Essa conta foi fechada graças ao acordo coletivo feito entre a mineradora Vale S. A. e os mais de 13 mil trabalhadores das minas nos municípios de Parauapebas, Canaã dos Carajás, Curionópolis e Ourilândia do Norte, representados pelo Sindicato METABASE CARAJÁS, que possibilitará o recebimento de R$ 7.100,00 (Sete mil e cem reais), valor que deverá ser pago no dia 18 deste mês, mesma data em que os trabalhadors recebem o 13º salário.

O montante foi detalhado da seguinte forma: R$ 4.660,00 abondo extraordinário; R$ 1.200,00 valor compensatório; R$ 620,00 depósito de 13º de Vale Alimentação; R$ 620,00 depósito de 14º de Vale Alimentação extraordinário.

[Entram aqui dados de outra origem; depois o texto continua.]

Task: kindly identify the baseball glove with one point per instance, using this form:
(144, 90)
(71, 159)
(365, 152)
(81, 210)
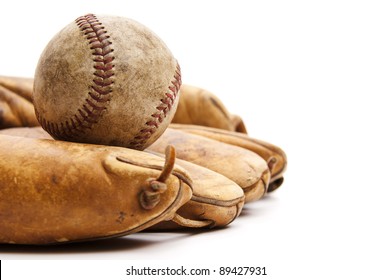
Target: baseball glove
(16, 108)
(55, 192)
(242, 166)
(201, 107)
(273, 155)
(216, 200)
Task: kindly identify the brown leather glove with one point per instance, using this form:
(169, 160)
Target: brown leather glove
(245, 168)
(273, 155)
(55, 192)
(201, 107)
(16, 108)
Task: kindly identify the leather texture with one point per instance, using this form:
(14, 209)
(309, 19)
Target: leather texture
(245, 168)
(215, 198)
(106, 80)
(201, 107)
(272, 154)
(16, 109)
(55, 191)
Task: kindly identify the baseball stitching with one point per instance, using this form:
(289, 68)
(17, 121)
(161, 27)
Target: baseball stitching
(100, 91)
(162, 110)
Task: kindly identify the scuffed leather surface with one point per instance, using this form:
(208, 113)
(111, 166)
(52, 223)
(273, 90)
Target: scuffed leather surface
(54, 191)
(242, 166)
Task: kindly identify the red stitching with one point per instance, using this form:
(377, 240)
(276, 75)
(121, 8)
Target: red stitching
(163, 108)
(99, 95)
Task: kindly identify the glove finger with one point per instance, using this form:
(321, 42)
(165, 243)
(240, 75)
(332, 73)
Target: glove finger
(15, 110)
(242, 166)
(59, 192)
(201, 107)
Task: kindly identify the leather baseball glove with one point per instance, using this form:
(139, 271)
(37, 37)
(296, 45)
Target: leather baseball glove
(272, 154)
(16, 108)
(242, 166)
(55, 192)
(216, 200)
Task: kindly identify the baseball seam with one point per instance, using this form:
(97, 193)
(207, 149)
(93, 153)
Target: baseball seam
(161, 112)
(99, 94)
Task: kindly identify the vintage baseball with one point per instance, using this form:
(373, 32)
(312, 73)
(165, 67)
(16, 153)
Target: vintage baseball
(106, 80)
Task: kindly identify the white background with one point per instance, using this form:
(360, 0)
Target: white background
(312, 77)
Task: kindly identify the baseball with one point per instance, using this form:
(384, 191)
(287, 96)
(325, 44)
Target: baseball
(106, 80)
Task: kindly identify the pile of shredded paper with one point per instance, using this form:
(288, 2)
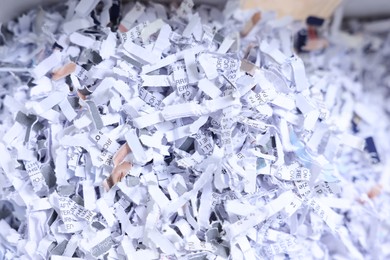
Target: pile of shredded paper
(182, 131)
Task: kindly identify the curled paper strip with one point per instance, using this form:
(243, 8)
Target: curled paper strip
(161, 130)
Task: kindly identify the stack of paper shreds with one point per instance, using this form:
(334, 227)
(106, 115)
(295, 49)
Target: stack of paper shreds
(189, 132)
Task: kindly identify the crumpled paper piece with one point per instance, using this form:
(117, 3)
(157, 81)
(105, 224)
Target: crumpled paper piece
(158, 132)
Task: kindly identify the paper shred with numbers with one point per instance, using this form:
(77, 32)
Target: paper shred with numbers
(186, 130)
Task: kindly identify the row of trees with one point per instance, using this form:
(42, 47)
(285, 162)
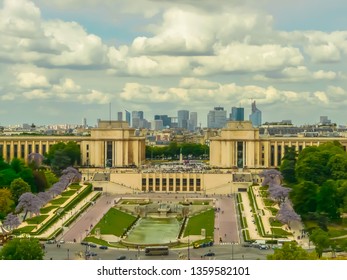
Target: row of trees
(40, 174)
(272, 178)
(31, 203)
(318, 178)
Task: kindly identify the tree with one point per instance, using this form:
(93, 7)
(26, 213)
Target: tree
(3, 165)
(342, 194)
(22, 249)
(304, 197)
(11, 221)
(320, 239)
(279, 193)
(271, 177)
(291, 251)
(71, 174)
(7, 176)
(44, 197)
(40, 180)
(338, 166)
(29, 203)
(328, 200)
(286, 213)
(51, 178)
(314, 163)
(18, 187)
(35, 160)
(6, 202)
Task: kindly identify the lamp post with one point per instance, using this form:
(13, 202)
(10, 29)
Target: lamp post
(232, 250)
(188, 246)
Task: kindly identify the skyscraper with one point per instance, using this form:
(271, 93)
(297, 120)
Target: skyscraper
(216, 118)
(237, 114)
(165, 118)
(128, 117)
(193, 121)
(183, 118)
(120, 116)
(255, 116)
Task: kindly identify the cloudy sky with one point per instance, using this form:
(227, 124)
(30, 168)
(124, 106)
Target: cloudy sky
(62, 60)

O abono significa um aquecimento de R$ 92 milhões que somados aos R$ 15 milhões referentes ao 13 salário ultrapassa a marca dos R$ 100 milhões. Além dos trabalhadores efetivos da Vale receberão os mesmos abonos os jovens recém contratados no Projeto S11D no município de Canaã dos Carajás.

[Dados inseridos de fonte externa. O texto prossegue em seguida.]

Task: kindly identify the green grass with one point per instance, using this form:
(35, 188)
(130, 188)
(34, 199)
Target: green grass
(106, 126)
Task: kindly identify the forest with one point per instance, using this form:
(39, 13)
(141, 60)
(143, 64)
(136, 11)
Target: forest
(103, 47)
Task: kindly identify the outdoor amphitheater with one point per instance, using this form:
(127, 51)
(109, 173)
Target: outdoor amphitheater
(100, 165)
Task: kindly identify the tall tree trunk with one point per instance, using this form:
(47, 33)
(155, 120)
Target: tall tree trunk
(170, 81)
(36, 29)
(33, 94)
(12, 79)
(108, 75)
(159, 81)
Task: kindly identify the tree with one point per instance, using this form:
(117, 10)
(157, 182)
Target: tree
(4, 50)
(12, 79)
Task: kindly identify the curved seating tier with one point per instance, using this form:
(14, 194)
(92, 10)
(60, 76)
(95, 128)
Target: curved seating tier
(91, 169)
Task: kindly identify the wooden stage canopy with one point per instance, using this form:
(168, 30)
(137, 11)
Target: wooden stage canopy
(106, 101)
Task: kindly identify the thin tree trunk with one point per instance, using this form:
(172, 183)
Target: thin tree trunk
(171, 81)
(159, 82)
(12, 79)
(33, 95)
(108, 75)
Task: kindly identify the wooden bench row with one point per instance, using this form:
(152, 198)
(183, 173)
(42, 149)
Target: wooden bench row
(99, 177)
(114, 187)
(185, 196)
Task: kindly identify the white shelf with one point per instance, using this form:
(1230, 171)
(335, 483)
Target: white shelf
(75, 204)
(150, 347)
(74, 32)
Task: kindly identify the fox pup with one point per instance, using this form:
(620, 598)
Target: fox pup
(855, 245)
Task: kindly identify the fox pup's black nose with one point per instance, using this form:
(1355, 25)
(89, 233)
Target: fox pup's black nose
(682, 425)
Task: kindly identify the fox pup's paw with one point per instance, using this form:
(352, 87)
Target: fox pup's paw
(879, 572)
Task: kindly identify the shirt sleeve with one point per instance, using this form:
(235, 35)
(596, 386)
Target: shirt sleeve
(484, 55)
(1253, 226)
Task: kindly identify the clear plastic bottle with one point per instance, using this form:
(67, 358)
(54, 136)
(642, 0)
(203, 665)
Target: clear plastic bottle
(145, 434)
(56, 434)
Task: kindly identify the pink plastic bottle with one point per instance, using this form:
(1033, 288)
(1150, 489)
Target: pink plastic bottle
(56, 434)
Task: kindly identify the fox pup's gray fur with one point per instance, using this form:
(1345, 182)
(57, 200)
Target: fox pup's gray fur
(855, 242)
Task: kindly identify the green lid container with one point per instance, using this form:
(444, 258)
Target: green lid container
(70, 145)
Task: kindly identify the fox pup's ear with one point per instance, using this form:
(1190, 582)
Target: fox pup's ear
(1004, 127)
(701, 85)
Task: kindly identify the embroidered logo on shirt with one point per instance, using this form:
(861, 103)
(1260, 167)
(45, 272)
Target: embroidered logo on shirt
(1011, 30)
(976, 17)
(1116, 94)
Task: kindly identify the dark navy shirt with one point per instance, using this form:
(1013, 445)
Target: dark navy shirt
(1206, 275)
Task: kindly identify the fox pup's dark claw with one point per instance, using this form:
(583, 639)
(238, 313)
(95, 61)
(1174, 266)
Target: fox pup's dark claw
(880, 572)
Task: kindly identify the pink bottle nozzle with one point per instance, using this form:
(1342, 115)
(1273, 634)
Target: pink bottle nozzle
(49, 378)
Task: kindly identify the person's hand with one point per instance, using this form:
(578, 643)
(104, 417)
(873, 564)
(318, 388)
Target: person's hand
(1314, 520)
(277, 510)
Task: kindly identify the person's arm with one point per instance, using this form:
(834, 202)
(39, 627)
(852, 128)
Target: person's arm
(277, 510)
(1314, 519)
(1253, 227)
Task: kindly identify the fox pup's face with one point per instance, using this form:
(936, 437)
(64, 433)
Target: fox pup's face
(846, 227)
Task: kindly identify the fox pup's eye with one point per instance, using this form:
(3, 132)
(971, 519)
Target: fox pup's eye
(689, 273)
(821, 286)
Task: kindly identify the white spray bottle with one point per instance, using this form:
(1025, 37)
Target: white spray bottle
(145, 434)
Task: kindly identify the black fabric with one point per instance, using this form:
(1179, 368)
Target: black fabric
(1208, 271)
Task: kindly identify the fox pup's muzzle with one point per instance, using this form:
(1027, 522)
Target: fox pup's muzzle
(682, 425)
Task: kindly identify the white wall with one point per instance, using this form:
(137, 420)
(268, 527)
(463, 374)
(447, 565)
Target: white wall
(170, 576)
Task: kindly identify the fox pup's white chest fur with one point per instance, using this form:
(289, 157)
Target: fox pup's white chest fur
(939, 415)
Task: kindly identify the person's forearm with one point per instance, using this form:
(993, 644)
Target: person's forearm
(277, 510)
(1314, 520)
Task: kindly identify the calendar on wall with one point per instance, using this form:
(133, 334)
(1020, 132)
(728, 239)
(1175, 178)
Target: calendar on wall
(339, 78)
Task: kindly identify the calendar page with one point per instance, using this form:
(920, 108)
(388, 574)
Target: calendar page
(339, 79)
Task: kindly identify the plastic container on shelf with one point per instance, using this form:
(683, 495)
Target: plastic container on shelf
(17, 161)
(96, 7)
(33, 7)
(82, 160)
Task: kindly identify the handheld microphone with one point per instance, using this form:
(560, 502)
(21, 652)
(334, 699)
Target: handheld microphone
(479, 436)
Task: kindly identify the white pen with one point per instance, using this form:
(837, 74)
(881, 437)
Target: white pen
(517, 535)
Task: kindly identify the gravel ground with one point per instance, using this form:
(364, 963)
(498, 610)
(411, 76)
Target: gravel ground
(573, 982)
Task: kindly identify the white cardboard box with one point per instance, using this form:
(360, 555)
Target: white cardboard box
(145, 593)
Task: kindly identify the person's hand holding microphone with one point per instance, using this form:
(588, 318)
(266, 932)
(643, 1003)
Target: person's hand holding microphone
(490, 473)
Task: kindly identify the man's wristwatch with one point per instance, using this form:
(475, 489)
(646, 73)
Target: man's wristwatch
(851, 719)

Outros benefícios – Além do abono foram garantidos outros direitos, entre eles, o reembolso de cursos técnicos, tecnólogos e superiores; o atendimento médico e o vale alimentação. Trata-se das garantias sociais que garantem o funcionamento de clínicas e hospitais além de escolas e universidades. Já a garantia financeira ampara o comércio varejista, pois os salários e vales fomenta as vendas nas lojas e supermercados. Há ainda a garantia de segurança e a esta inclui os EPI’s e uniformes disponibilizados aos trabalhadores.

Trocando em miúdos – O abono foi aprovado pelos trabalhadores das minas da Vale em todo o Brasil reunidos em assembleias. Em Parauapebas as assembleias aconteceram no clube Docenorte em Carajás e no Clube Sossego em Canaã dos Carajás nos dias 7, 8 e 9 de dezembro, onde os trabalhadores entenderam que o abono, se dividido pelos 12 meses, significa uma fatia de R$ 591,80, que será recebido de uma só vez podendo assim ser ainda melhor aplicado. “Para a Vale não é um bom momento para se falar em reajuste; e para o trabalhador assusta falar em demissões. Por isso, esta foi a melhor medida, pois assim todos os empregos são mantidos e a Vale não se sente sufocada com um aumento nos gastos”, explicou Raimundo Amorin (O Macarrão), presidente do METABASE CARAJÁS, entidade que representa a categoria nos municípios do Pará onde se pratica a mineração industrial.